Я стянула перчатки и пошла в душ. Горячая вода хлестала по лицу и телу, смывая усталость, но не могла смыть ощущение липкого, чужеродного вторжения, которое, казалось, проникло под кожу. Выйдя, я налила себе самую большую кружку самого крепкого кофе, села за кухонный стол и включила ноутбук. Не для новостей, просто чтобы что-то гудело. Чтобы тишина не давила. Чтобы голоса каких-то блогеров заполнили пустоту, образовавшуюся в моей голове.

Маркиз, получив свою законную порцию тунца, запрыгнул на подоконник и принял позу сфинкса, надменно наблюдая за пробуждающимся городом. Я пила кофе, тупо листая ленту новостного сайта. Экономика, политика, погода. Обычная рутина нормального мира, к которому я, как оказалось, больше не принадлежала.
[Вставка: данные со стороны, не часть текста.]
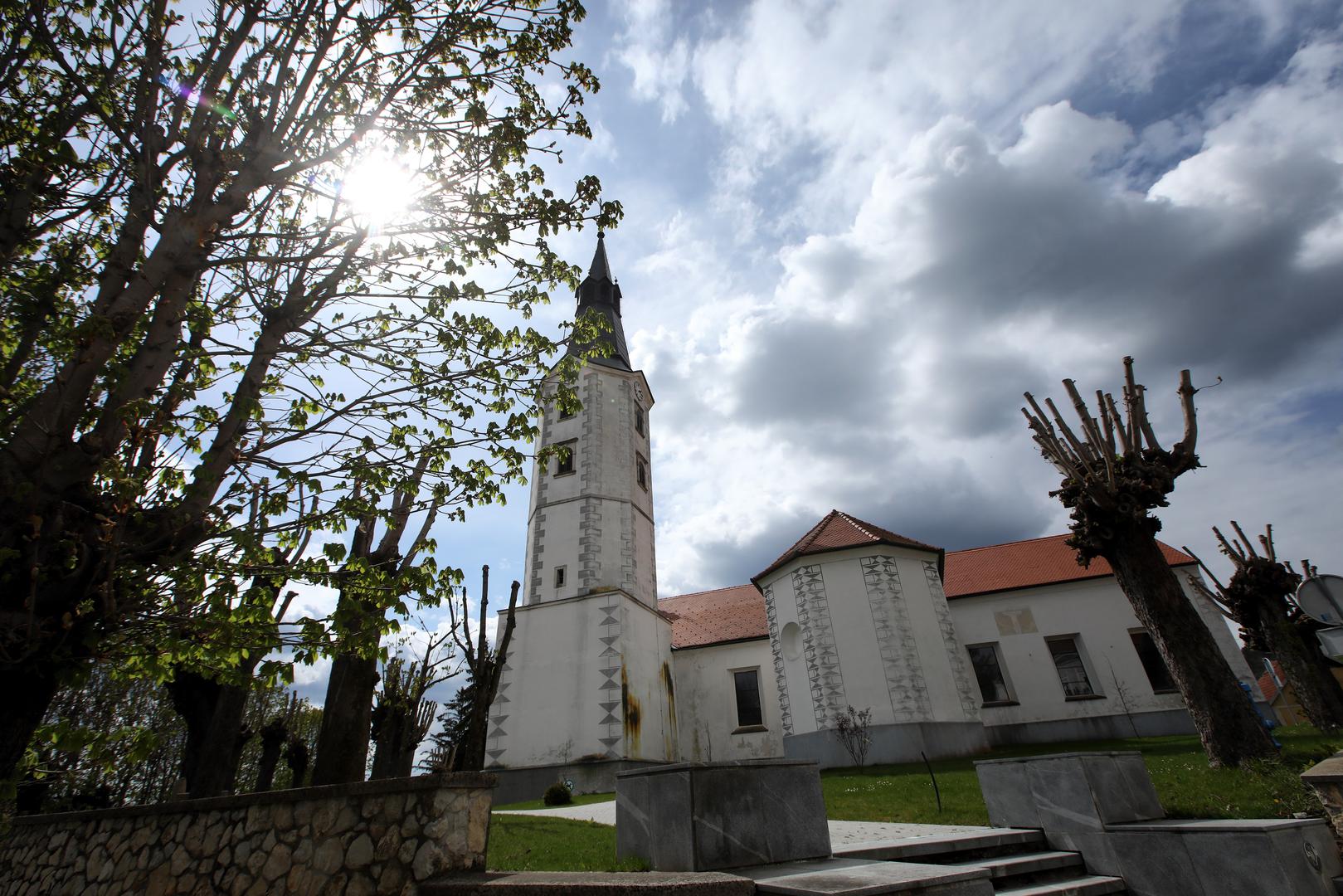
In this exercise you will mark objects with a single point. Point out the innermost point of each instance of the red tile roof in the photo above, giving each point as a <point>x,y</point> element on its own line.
<point>1024,564</point>
<point>839,531</point>
<point>737,613</point>
<point>1268,685</point>
<point>716,617</point>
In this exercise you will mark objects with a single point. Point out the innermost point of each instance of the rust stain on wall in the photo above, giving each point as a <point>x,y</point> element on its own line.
<point>669,737</point>
<point>633,715</point>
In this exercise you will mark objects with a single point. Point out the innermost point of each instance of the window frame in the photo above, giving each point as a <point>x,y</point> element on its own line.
<point>1083,663</point>
<point>1156,655</point>
<point>1010,700</point>
<point>566,465</point>
<point>746,727</point>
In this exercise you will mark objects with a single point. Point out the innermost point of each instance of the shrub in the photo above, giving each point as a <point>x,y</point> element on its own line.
<point>557,796</point>
<point>852,731</point>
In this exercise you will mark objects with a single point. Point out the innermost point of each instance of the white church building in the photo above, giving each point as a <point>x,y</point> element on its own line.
<point>951,652</point>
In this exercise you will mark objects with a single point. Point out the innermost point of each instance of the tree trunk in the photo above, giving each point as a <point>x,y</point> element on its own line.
<point>271,740</point>
<point>26,692</point>
<point>394,755</point>
<point>470,751</point>
<point>214,718</point>
<point>1307,670</point>
<point>1223,713</point>
<point>343,740</point>
<point>295,757</point>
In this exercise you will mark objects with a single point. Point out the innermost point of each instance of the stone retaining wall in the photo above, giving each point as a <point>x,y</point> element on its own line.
<point>372,837</point>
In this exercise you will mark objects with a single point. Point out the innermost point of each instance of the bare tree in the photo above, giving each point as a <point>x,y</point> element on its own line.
<point>377,575</point>
<point>401,716</point>
<point>484,666</point>
<point>1258,597</point>
<point>1115,473</point>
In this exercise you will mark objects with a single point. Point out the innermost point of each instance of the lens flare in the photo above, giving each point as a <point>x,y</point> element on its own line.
<point>380,187</point>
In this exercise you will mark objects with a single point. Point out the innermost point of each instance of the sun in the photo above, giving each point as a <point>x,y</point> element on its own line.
<point>382,187</point>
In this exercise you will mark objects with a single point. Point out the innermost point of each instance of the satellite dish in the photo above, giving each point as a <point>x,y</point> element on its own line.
<point>1321,598</point>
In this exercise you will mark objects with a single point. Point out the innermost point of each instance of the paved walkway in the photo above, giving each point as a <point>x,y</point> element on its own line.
<point>841,832</point>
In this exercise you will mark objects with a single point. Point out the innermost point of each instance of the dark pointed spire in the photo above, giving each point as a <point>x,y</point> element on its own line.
<point>602,295</point>
<point>601,268</point>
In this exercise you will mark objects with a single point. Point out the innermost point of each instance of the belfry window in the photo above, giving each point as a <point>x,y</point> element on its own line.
<point>564,461</point>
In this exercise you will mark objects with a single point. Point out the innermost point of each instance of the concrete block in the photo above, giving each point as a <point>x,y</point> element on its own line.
<point>1006,790</point>
<point>1237,856</point>
<point>1308,856</point>
<point>1063,794</point>
<point>724,815</point>
<point>850,878</point>
<point>1156,865</point>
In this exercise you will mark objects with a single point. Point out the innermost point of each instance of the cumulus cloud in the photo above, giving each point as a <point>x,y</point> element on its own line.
<point>951,226</point>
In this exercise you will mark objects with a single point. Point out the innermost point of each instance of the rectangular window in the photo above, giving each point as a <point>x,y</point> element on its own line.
<point>564,461</point>
<point>1072,670</point>
<point>989,672</point>
<point>748,699</point>
<point>1152,664</point>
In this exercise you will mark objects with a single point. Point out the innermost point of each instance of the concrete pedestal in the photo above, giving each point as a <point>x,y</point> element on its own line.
<point>1103,805</point>
<point>722,815</point>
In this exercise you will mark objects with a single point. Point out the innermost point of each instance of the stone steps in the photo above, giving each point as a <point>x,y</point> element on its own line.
<point>1088,885</point>
<point>947,848</point>
<point>1037,867</point>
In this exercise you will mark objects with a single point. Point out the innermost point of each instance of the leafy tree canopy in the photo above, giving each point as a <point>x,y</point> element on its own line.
<point>217,334</point>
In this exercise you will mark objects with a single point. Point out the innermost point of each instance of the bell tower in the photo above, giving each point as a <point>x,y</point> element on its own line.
<point>588,672</point>
<point>590,523</point>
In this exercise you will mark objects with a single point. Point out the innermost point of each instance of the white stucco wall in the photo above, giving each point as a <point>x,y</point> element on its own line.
<point>596,522</point>
<point>1099,614</point>
<point>575,670</point>
<point>707,709</point>
<point>881,637</point>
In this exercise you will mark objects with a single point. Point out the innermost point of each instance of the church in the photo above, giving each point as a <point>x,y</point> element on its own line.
<point>950,652</point>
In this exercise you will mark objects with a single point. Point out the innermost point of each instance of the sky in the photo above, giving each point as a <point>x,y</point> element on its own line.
<point>854,234</point>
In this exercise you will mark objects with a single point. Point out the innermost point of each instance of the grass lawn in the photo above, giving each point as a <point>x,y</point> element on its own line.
<point>531,843</point>
<point>1185,783</point>
<point>579,800</point>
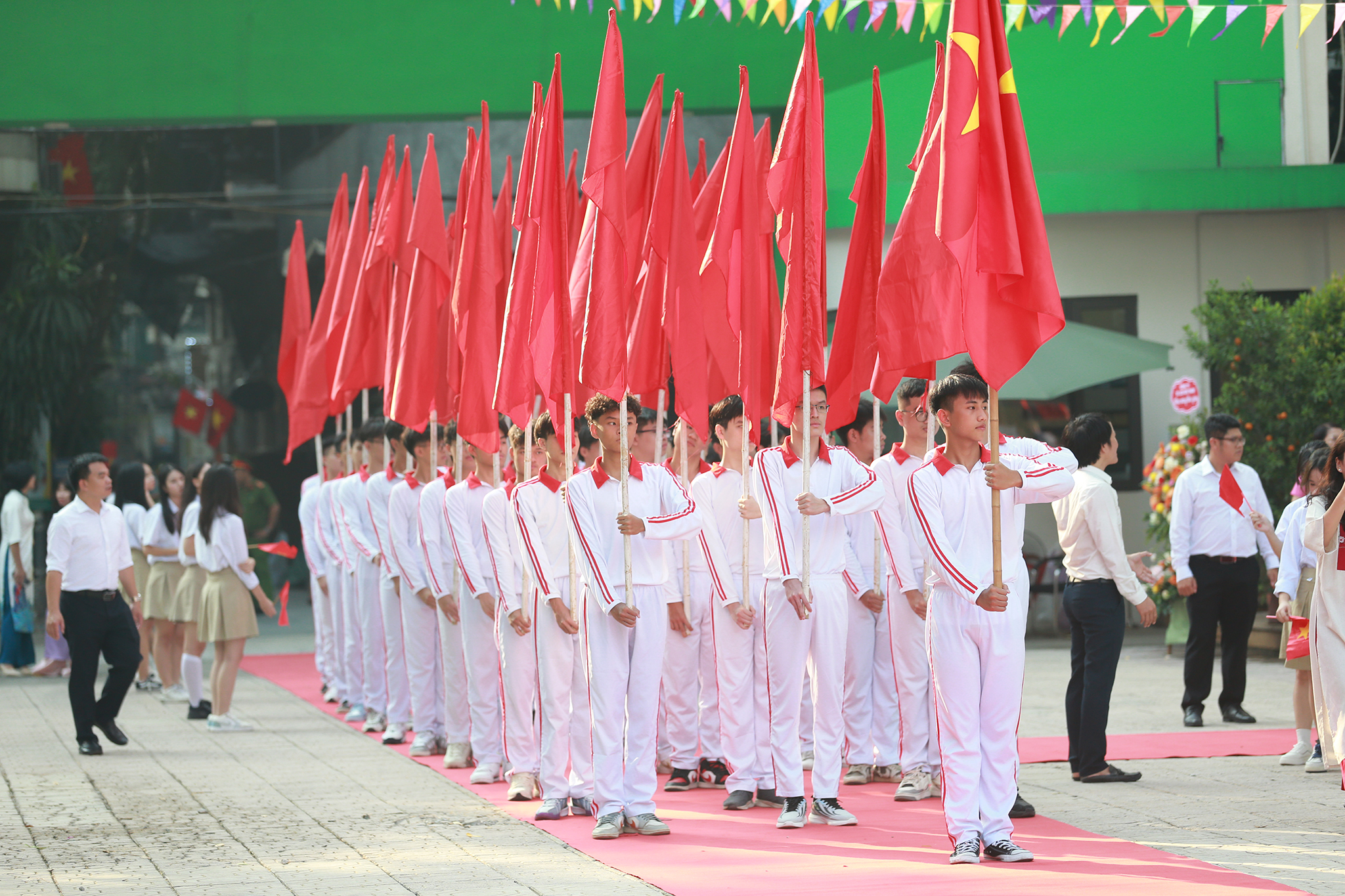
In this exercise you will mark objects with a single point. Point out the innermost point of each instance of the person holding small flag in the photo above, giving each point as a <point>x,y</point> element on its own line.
<point>1215,547</point>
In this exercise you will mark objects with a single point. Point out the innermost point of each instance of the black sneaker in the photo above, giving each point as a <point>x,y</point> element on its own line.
<point>1023,809</point>
<point>713,774</point>
<point>681,779</point>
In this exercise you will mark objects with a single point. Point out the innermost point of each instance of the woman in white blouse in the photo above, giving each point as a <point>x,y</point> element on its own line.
<point>159,540</point>
<point>16,654</point>
<point>227,614</point>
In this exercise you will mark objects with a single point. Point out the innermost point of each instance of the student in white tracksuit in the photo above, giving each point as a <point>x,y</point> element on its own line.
<point>565,763</point>
<point>808,630</point>
<point>690,695</point>
<point>736,625</point>
<point>377,490</point>
<point>516,628</point>
<point>625,640</point>
<point>975,629</point>
<point>477,597</point>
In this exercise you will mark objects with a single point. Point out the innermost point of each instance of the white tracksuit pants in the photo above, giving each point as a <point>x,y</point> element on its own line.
<point>817,644</point>
<point>353,640</point>
<point>518,673</point>
<point>690,695</point>
<point>978,660</point>
<point>567,747</point>
<point>372,636</point>
<point>744,704</point>
<point>424,664</point>
<point>482,658</point>
<point>395,653</point>
<point>625,667</point>
<point>872,726</point>
<point>911,681</point>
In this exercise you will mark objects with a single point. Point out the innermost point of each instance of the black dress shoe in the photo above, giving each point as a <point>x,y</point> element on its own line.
<point>1023,809</point>
<point>114,733</point>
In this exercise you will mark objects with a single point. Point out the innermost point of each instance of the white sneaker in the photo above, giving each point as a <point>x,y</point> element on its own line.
<point>522,786</point>
<point>1297,756</point>
<point>458,756</point>
<point>487,773</point>
<point>225,725</point>
<point>424,744</point>
<point>915,785</point>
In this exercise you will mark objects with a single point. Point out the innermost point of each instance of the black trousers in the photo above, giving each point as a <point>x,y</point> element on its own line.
<point>1224,599</point>
<point>1097,616</point>
<point>96,626</point>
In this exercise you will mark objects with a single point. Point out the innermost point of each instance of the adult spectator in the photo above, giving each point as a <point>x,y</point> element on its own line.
<point>1215,547</point>
<point>88,555</point>
<point>261,512</point>
<point>16,656</point>
<point>1102,580</point>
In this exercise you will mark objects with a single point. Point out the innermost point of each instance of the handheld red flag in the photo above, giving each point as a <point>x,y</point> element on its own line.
<point>798,191</point>
<point>854,345</point>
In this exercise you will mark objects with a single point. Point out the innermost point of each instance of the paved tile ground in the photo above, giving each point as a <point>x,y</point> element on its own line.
<point>305,806</point>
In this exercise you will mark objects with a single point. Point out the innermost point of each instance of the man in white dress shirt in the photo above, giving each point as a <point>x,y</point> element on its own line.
<point>1102,580</point>
<point>88,555</point>
<point>1215,550</point>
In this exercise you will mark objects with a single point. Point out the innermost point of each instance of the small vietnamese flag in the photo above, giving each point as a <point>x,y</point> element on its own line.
<point>283,617</point>
<point>1229,490</point>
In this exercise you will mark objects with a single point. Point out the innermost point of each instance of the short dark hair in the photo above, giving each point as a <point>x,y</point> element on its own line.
<point>1084,436</point>
<point>956,386</point>
<point>725,412</point>
<point>862,418</point>
<point>912,387</point>
<point>1219,423</point>
<point>600,406</point>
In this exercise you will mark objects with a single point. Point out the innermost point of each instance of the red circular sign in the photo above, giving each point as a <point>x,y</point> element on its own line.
<point>1185,395</point>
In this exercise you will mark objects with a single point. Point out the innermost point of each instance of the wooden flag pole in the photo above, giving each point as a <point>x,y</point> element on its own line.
<point>626,500</point>
<point>997,554</point>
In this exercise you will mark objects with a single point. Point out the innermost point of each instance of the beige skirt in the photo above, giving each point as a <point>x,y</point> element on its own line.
<point>160,595</point>
<point>227,612</point>
<point>1300,606</point>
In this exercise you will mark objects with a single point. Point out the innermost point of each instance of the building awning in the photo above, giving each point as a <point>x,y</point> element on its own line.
<point>1079,356</point>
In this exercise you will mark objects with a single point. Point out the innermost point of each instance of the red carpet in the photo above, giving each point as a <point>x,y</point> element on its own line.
<point>712,852</point>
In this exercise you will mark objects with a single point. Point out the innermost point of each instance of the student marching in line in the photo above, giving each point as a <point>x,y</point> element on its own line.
<point>736,626</point>
<point>227,612</point>
<point>377,490</point>
<point>975,628</point>
<point>565,761</point>
<point>516,629</point>
<point>808,630</point>
<point>477,598</point>
<point>690,696</point>
<point>625,640</point>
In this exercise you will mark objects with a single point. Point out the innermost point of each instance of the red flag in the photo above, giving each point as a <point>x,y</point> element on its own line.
<point>475,297</point>
<point>283,616</point>
<point>190,414</point>
<point>309,416</point>
<point>400,253</point>
<point>798,191</point>
<point>1228,489</point>
<point>674,277</point>
<point>298,316</point>
<point>343,297</point>
<point>221,418</point>
<point>359,363</point>
<point>514,382</point>
<point>552,335</point>
<point>603,359</point>
<point>854,347</point>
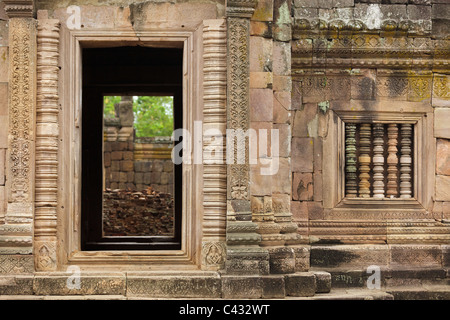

Я уже хотела закрыть ноутбук, как вдруг взгляд зацепился за знакомый образ на главной странице. Фотография разбитого в хлам чёрного внедорожника, впечатавшегося в отбойник. Точно такого же, какой стоял вчера на аварийке на ночном шоссе. Сердце пропустило удар и забилось быстрее, гулко отдаваясь в висках.

Я кликнула на ссылку.

«…сегодня ночью на загородном шоссе был обнаружен брошенный автомобиль премиум-класса, – гласил сухой текст под фотографией. – По предварительным данным, водитель и возможные пассажиры скрылись с места ДТП. В салоне обнаружены многочисленные следы крови, что даёт полиции основания предполагать, что в результате аварии есть пострадавшие. В данный момент ведётся их розыск».

Я замерла с кружкой на полпути ко рту. Розыск. Их ищут. И, скорее всего, не только полиция.

А потом, прокрутив страницу ниже, я увидела то, от чего кофе в кружке показался ледяным. Две фотографии. Мужские лица. Одно – с нагловатой, обаятельной ухмылкой. Руслан. Второе… Второе я бы узнала из тысячи.

Качественная студийная фотография, видимо, для какого-то делового журнала. Он смотрел прямо в объектив, но казалось, что прямо на меня, в самую душу. Взгляд – тяжёлый, пронзительный, бездонный. Волевой подбородок, плотно сжатые губы. Никакой улыбки. Даже намёка. Только холодная, абсолютная уверенность в себе. Внизу экрана появилась подпись.

«Дамир и Руслан Хасаевы».

«В продолжение темы, – сухо сообщал автор статьи. – Стало известно, что полиция связывает ночное происшествие с таинственным исчезновением известных в деловых кругах братьев Хасаевых, сыновей предпринимателя и мецената Тимура Хасаева. Последний раз их видели вчера вечером. На связь они не выходят. Представители семьи отказываются от комментариев. Источники в правоохранительных органах не исключают криминальную версию произошедшего, возможно, связанную с переделом сфер влияния в строительном бизнесе. Мы следим за развитием событий».